UXLINK attacker transformed 1,620 ETH into 6.73m DAI on September 24.
The transaction occurred almost 48 hours after the preliminary exploit.
Inferno Drainer phishing rip-off drained 542m UXLINK tokens price $43m.
The UXLINK hack has taken one other sudden flip because the attacker behind the exploit continues to shuffle stolen belongings in an try and money out.
On-chain trackers present that within the early hours of September 24, the hacker transformed 1,620 ETH into DAI stablecoins, valued at round $6.8 million.
The motion got here almost 48 hours after the preliminary exploit and was the primary main conversion of stolen funds.
Nonetheless, investigators additionally found that the attacker had already misplaced a big a part of their loot to a phishing rip-off, including an uncommon twist to one of many largest exploits in latest months.
Attacker converts ETH to stablecoins
Blockchain information revealed that the attacker swapped 1,620 ETH for six.73 million DAI on September 24.
This marked the primary important try to remodel the stolen tokens into steady belongings.
Earlier than this transaction, the hacker had engaged in heavy fund shuffling throughout a number of wallets.
These actions used a mixture of decentralised and centralised exchanges, a standard laundering tactic to obscure the path.
The fund motion was flagged by on-chain monitoring accounts, together with Lookonchain, which confirmed the ETH-to-DAI swap.
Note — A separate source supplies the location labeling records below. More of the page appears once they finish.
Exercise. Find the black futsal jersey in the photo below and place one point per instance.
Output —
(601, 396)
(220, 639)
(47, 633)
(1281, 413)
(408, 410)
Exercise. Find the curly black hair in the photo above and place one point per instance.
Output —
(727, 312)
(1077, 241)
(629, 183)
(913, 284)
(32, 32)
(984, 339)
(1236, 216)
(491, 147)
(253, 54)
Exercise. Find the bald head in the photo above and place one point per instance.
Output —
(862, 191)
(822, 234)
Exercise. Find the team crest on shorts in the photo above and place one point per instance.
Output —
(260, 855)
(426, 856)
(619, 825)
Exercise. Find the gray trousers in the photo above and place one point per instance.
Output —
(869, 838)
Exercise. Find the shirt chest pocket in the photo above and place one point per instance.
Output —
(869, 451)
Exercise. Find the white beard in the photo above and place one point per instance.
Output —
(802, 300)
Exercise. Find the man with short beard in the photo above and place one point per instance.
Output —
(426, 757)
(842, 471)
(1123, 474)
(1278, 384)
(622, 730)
The exercise means that the attacker could also be testing liquidity and off-ramping methods regardless of heightened surveillance from exchanges and safety corporations.
Phishing drains $43 million in UXLINK tokens
In a shocking twist, the attacker’s personal safety misstep led to a further loss.
Investigators discovered that the hacker interacted with a malicious contract linked to the Inferno Drainer phishing group.
This error allowed 542 million UXLINK tokens, price roughly $43 million on the time, to be drained instantly from the attacker’s pockets.
For UXLINK, it has created a state of affairs the place a considerable a part of the stolen tokens is now within the fingers of a separate malicious actor.
How the exploit unfolded
The hack started on September 22 and prolonged into the next day.
In keeping with safety researchers, the foundation of the exploit was a delegate name vulnerability inside UXLINK’s multi-sig pockets.
This flaw gave the attacker administrator-level entry, enabling them to switch belongings with out approval and mint pretend tokens.
The attacker minted near 10 trillion CRUXLINK tokens on the Arbitrum blockchain.
They shortly liquidated a portion into ETH, USDC, and different belongings, draining liquidity swimming pools and inflicting the token worth to break down by greater than 70%.
The speedy influence worn out hundreds of thousands in market worth.
In response, UXLINK contacted main exchanges to freeze suspicious transfers and partnered with safety corporations to hint transactions.
Nonetheless, a lot of the harm had already been completed by the point these measures had been applied.
Protocol response and restoration efforts
UXLINK has since launched emergency measures aimed toward rebuilding safety and market belief.
The group migrated to a newly audited sensible contract that included a capped provide to cut back the chance of limitless token minting.
The audit strengthened safeguards round multi-signature wallets and contract interactions.
Regardless of these actions, the hacker continues to carry hundreds of thousands in belongings, and the latest ETH-to-DAI swap provides new complexity to monitoring restoration.
The extra phishing loss additional complicates issues, leaving uncertainty over how a lot of the unique stolen funds can ever be recovered.
With stolen belongings unfold throughout a number of chains, wallets, and malicious actors, restoration prospects stay restricted.